Alex Getty
Alex Getty

Reputation: 1727

Nesting data in D3.js

I am trying to familiarize myself with D3 and having a hard time getting data in the right format. I have an array of objects that each have a "date" key within them and I'm trying to use d3.nest to group them by date, but can't even get the example to work (taken from https://github.com/mbostock/d3/wiki/Arrays). I've watered it down to bare essentials, but the code is taken right from the d3 wiki.

var yields = [{yield: 27.00, variety: "Manchuria", year: 1931, site: "University Farm"},
              {yield: 48.87, variety: "Manchuria", year: 1931, site: "Waseca"},
              {yield: 27.43, variety: "Manchuria", year: 1932, site: "Morris"}]

var nest = d3.nest()
    .key(function(d) { return d.year; })
    .entries(yields);

According to the wiki, this should organize the data in the following structure:

[{key: 1931, values: [
    {yield: 27.00, variety: "Manchuria", year: 1931, site: "University Farm"},
    {yield: 48.87, variety: "Manchuria", year: 1931, site: "Waseca"}]},
 {key: 1932, values: [
    {yield: 27.43, variety: "Manchuria", year: 1932, site: "Morris"}]}
]

but when checking using console.dir(yields) I get the same flat structure as before using d3.nest. Since I can't even get the example from the documentation working, I have no idea what to try next. Help a noob out?

Upvotes: 2

Views: 3697

Answers (1)

Andrew Mao
Andrew Mao

Reputation: 36940

You want to look at nest, not yields. yields is what you passed in and nest is what you get out. yields doesn't change.

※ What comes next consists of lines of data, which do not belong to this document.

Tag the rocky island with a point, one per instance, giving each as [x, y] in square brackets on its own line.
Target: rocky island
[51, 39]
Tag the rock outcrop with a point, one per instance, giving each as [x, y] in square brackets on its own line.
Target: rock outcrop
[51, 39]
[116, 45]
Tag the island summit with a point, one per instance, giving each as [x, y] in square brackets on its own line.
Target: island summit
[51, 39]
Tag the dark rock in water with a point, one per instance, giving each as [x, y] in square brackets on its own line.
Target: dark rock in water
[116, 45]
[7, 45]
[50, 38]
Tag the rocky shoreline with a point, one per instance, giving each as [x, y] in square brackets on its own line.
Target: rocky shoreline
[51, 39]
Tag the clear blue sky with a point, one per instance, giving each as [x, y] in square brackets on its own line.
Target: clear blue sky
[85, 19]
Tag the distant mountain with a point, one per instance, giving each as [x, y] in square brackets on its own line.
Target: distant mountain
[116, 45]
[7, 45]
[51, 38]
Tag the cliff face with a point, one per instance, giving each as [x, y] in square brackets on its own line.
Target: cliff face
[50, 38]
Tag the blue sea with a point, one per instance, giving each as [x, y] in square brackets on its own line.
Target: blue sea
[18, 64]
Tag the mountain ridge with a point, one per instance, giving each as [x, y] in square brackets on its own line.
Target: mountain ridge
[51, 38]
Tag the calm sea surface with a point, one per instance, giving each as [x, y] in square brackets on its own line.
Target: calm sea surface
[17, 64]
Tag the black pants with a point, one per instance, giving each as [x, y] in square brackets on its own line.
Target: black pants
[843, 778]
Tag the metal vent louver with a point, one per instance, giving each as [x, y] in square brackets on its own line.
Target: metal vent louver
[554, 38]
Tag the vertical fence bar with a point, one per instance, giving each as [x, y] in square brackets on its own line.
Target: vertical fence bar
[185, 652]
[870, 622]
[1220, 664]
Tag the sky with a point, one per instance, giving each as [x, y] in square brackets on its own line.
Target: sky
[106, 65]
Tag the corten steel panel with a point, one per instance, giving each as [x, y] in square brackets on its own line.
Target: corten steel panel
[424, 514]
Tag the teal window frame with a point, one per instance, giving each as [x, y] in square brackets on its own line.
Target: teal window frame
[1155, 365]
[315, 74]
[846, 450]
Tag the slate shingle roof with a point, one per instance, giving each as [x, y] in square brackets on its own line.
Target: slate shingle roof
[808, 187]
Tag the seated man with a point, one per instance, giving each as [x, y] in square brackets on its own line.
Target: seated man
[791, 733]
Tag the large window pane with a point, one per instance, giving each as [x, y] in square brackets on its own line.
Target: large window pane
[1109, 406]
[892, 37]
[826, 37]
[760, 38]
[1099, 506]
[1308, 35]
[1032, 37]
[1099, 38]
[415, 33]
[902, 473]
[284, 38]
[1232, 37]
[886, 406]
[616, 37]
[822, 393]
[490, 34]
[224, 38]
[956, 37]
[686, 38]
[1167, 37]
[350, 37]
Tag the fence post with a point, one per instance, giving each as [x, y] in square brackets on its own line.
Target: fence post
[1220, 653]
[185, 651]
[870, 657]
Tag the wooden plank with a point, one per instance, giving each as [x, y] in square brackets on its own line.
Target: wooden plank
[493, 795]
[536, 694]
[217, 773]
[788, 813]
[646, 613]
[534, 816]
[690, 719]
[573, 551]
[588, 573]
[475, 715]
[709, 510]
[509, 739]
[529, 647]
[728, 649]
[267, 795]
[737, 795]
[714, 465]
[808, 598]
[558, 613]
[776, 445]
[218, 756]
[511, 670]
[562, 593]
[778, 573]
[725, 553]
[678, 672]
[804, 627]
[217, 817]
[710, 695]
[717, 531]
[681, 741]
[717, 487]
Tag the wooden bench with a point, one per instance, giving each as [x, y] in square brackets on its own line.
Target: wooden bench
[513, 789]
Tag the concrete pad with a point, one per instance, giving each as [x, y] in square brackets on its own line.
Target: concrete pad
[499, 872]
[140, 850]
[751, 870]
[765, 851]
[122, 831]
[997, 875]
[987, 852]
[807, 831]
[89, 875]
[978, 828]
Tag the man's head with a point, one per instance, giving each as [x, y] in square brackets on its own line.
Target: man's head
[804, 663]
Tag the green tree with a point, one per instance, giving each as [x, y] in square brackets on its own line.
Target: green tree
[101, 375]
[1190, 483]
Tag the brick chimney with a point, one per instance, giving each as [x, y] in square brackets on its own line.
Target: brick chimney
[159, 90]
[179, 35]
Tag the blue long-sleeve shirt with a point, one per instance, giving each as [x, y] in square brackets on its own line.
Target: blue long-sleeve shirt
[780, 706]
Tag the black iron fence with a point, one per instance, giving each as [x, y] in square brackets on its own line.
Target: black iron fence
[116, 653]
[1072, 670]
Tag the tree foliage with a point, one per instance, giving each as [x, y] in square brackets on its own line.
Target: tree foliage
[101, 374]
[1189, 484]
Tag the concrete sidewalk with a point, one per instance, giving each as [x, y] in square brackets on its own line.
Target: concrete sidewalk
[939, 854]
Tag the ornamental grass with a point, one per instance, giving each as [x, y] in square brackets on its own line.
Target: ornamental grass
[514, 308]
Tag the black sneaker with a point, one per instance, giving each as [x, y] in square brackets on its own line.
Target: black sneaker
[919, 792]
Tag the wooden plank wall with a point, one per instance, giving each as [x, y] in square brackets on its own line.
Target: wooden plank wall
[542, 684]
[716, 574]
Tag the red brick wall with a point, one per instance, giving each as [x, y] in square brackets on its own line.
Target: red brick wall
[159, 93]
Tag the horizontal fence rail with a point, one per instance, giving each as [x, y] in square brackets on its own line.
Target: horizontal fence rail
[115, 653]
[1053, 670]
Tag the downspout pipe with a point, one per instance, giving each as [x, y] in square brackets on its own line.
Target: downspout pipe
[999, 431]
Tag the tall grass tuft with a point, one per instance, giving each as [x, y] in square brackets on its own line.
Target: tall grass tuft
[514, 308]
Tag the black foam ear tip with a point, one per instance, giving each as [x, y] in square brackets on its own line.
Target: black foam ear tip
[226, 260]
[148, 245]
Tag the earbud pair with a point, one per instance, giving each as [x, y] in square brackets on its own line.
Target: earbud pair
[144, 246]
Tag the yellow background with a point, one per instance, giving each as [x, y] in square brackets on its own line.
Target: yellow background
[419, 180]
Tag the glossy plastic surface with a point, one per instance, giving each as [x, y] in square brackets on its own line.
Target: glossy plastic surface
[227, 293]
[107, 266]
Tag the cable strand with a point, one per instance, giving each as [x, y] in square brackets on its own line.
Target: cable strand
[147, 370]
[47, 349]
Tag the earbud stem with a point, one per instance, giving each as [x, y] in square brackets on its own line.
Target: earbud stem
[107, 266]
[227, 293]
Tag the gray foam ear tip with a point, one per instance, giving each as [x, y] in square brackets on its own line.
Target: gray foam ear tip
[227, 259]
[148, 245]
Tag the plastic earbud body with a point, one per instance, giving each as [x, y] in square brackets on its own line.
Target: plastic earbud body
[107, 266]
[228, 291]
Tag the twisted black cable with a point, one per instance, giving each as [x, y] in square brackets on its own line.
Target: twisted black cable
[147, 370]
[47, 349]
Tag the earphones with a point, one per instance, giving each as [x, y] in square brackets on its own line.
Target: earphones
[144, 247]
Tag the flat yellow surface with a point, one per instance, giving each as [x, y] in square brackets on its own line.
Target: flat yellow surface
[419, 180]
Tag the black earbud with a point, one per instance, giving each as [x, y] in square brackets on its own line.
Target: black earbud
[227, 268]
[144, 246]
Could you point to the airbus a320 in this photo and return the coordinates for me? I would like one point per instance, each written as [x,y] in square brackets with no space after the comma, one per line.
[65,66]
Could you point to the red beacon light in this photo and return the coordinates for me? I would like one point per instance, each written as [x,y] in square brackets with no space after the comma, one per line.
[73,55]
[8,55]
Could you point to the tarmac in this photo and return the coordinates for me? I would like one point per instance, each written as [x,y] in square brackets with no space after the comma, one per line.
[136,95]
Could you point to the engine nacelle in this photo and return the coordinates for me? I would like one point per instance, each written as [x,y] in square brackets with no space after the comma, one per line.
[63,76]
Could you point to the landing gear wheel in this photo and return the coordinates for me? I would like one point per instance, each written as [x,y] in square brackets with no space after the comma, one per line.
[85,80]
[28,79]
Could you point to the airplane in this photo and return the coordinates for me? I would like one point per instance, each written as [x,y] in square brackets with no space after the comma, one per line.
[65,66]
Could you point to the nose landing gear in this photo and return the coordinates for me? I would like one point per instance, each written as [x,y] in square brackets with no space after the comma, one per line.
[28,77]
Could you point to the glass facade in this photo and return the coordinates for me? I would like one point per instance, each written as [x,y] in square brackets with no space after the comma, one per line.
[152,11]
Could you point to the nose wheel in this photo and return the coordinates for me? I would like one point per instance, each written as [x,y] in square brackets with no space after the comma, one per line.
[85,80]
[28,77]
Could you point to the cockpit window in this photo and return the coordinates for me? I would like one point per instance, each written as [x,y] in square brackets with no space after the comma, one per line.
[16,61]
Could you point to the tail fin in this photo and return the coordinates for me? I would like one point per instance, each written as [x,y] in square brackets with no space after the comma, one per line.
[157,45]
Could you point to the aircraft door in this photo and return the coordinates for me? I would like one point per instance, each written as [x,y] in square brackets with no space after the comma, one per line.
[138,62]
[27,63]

The d3 wiki could have written things in a more readable way:

var nest = d3.nest()
    .key(function(d) { return d.year; })

var nested = nest.entries(yields);

Now, nest is an object you can reuse for similar data with year keys, and nested is the output of one yields. The key function returns the nest object itself, but entries returns new nested data.